To recover my sense of proportion, let me tell you about Sèvres. (All the pictures in this post are my own).
Last year I used up some odd holidays by going on a short course at the V&A about the history of European pottery and porcelain, in which the porcelain factory at Vincennes - later Sèvres - figured prominently. It never made any money. It was bailed out repeatedly by the King Louis of the time and heavily patronised by Madame de Pompadour and all the top people, but there was no way it could ever have made any money. The stuff just cost too much to make. What it made was not money, but things of perfect luxury.First of all, Vincennes 'soft' porcelain paste is very difficult to work with, much more difficult than the 'true' hard-paste porcelain they were trying to imitate, which requires raw materials that weren't available at the time. There isn't all that much clay in the mixture and you can't really model it or throw it on a wheel. Just making the shape is very far from easy.
Once the shape is made, it has to be fired to harden it. Too hot and it will collapse, not hot enough and it will not harden. The gap between the two is tiny. It has to be fired evenly, so that small parts don't shrink at a different rate from the body and break off.
So suppose you now have a tiny teacup. It's pure white, with a beautiful matte texture.
It's glazed with a clear (and highly poisonous) lead glaze, and fired again at a lower temperature. Now it looks like white glass.
In every firing, some of the works will break, and more than a few.
The coloured enamel ground is painted on. The colour looks nothing like it will look after firing. It's fired for a third time; if the kiln is too hot or too cold the colour will be black or violet. If you get it just right - with the technology of 1750 - it will be a magnificent blue. Or you might be working with an equally temperamental Barbie pink or brilliant green. The teacup in the picture would sit nicely in the palm of my hand. You can see that the deep blue has been worked with little dotted circles like a fancy textile.All the colours are made from powdered metal oxides, mostly extremely poisonous.
Flowers, or a miniature scene after Boucher, are painted on by an excellent painter of miniatures. Not all the oxides fire at the same temperature to get the desired colours, so they have to be done in stages, in order of decreasing temperature. The work is fired for a fourth, fifth, and perhaps sixth time, once for each group of colours.
If there is an thunderstorm, you may open the kiln and find that everything in it is fused together.
Powdered gold is painted on, mixed with a fugitive goo of some kind, possibly derived from honey or garlic. The gold is fired - the fifth or more likely the seventh firing.The thin layer of gold is burnished and tooled with stone tools. At this point more layers of gold are added for thickness so that extra tooling and shading can be done, sculpting gold flowers in low relief. Each layer means another firing. On the right is a closeup of the gold.
Just look at the tooled and sculpted gilding on this Vincennes vase of 1755-6, sold for £70,850 in January 2009, (33cm high, cracked through finial with traces of glue) and contemplate the people and the society who conceived, desired, formed, fired, glazed, fired, painted and painted and painted and fired, gilded and tooled and burnished and fired, and financed the making of this thing.

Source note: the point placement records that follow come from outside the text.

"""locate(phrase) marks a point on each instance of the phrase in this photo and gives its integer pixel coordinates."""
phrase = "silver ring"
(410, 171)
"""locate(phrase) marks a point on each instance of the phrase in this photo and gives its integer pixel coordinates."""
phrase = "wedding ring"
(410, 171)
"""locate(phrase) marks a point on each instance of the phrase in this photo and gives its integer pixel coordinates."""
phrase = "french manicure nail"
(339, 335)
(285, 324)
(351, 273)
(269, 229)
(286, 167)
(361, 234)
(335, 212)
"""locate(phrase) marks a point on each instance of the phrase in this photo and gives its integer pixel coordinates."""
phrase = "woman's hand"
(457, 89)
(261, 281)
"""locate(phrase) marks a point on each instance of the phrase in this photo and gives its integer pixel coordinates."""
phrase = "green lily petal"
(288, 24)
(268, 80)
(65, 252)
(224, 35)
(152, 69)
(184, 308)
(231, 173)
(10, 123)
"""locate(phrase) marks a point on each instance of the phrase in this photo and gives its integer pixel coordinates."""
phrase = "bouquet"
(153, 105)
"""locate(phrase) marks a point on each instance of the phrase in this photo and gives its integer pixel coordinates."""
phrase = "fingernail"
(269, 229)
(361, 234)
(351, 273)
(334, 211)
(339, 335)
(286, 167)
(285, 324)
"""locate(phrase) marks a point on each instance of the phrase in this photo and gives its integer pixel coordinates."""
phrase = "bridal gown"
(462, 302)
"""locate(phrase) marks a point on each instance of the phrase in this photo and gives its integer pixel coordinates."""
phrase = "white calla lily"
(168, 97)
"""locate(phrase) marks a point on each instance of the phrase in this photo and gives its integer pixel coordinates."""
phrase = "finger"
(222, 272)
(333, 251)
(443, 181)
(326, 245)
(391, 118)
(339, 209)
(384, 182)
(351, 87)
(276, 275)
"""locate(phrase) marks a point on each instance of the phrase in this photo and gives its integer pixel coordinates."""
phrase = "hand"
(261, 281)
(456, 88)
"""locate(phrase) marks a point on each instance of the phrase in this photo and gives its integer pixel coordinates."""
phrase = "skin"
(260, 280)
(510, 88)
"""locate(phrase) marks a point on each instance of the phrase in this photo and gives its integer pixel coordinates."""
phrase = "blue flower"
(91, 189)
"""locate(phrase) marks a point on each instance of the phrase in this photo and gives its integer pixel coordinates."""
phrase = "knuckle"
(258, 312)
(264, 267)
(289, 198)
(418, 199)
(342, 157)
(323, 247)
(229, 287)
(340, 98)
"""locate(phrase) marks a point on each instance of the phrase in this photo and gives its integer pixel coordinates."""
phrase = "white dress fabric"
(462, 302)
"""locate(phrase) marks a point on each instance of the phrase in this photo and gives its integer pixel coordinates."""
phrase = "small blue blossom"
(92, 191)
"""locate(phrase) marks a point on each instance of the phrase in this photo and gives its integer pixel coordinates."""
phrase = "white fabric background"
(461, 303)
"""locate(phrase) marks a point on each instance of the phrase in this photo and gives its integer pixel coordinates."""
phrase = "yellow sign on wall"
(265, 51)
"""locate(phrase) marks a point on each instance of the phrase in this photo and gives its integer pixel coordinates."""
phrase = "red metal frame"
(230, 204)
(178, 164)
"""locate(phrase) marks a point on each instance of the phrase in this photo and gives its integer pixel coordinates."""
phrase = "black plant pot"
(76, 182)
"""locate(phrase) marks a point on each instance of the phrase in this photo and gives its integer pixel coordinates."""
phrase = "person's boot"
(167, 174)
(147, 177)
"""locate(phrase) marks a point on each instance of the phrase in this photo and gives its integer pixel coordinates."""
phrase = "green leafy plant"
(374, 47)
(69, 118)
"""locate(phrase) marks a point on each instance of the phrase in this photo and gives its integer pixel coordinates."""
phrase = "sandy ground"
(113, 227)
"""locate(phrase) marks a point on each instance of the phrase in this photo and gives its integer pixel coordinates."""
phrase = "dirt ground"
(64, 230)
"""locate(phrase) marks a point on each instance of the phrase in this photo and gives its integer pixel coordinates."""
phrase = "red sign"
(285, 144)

When, as part of the course, I looked at these works of art and held some small examples in my hands, it was borne in upon me that even if you bought them now, two hundred and forty years later, with the rarity and history they have, the prices of £2,000 for a cup and saucer, £6,000 for five bleu celeste plates, or £27,500 for a vase a ruban of 1770, do not even remotely approach any reasonable valuation of the fantastic amount of effort and the craftsmanship that went into making them as they are, even ignoring the numerous deaths from poisoning and silicosis.
The reason they don't make them like that any more is not that it can't be done, but that it isn't worth doing, because a capitalist society can't produce that. People just make what they can sell for more than it costs them, plus whatever they can do in their spare time to please themselves. And even now, with the gross and outrageous fortunes that exist, it seems that there is no one, no one at all, who has the right amount of money and whose priorities are quite sufficiently fucked up in exactly the right way to cause the production of anything really equivalent to a 1760 Sèvres vase. Or if they do, maybe they do it in Burma.
[Update; fixed cut-and-paste error in realised price of vase at Christie's, 70 not 27 and January not November.]